Tonight was something I’ve been anticipating and also anxious about for several months—the orientation for my doctoral program lasted until almost 8pm. I have always wanted to continue forward and get another degree, but something always stood in my way and it was never the perfect time. When I got accepted to this program this spring, it felt like the exactly perfect time. Kellie was so proud of me, guys. She was the biggest support to me I could ever imagine. I’m not sure how I’m going to keep myself motivated for the next three years without her here, but that is a problem for another day. Right now at least, I’m doing it for her, and that’s going to have to be enough. Rest assured that I will force you all to call me Dr. Butler once I graduate. You have three years to prepare for that blessed event. (I will accept Dr. Matt, but only if you say it nicely enough.) If you’re curious, it’s an Ed.D. in Interprofessional Leadership, and I’m looking to focus on the problem of how we can build a sense of community between students across hybrid and distance learning environments, despite all the barriers that exist in that setting.
Four days until the service is over. Wednesday, Thursday, Friday, Saturday. I can do this. We can do this.
Here’s Kellie in a tiara. I’ll have a lot to say about birthdays as this process goes on, I’m sure. But she was the best birthday girl ever, and we spent 30 years as a couple celebrating a birthday month, not a birthday day. November will be hard for me for the rest of my life.
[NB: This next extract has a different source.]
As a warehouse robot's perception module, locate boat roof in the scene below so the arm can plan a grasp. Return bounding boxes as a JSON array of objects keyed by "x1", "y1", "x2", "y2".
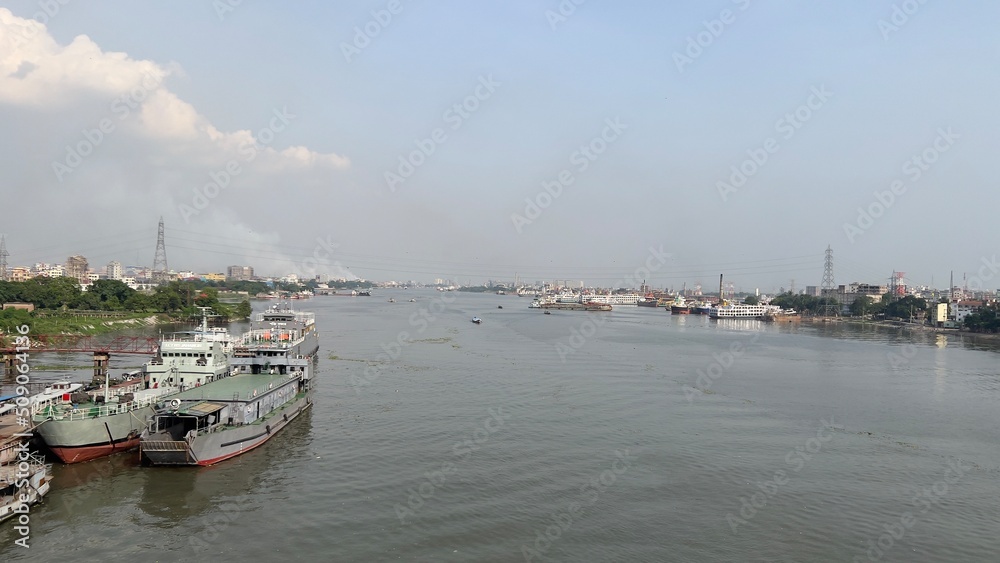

My sister-in-law said on Facebook today that she’s not ready to say goodbye to Kellie on Saturday because it’s too soon. I want all of you to hear me say what I told her—the calling hours and celebration of life on Saturday are not about saying goodbye to Kellie! Nobody ever has to say goodbye to her, honestly. It’s about honoring who she was—who she is—what she has meant to so many of us—not about closure or about shutting some imaginary door. Kellie is still my wife, still her mom’s daughter, still my sister-in-law’s sister. That did not cease to be the case on April 22nd. Please don’t force yourself to see this as the end of something. Her physical life here on this planet ended (as far as we know) a month ago. But there are a ton of different ways we can visualize the myriad of ways in which she continues to live on: in all of her friends’ lives as they experience joy and love and humor, in all of her clients’ lives as they think back to lessons they learned or realizations they had or support they received from their work with Kellie. There are so many ways she lives on: in our memories, in a movie you watch that she recommended or a book you read that you know she would have loved, in a cupcake you eat that she would have enjoyed (but probably without the icing). Kellie’s still alive, just not in a physical sense. Don’t forget that, I beg you.
I think that’s enough for tonight. Love y’all.
XOXO,
Matt



Yay to ALL of the Jessie’s out there. I cleaned houses for many years and I loved doing it. Continuing to think of you this week, Matt.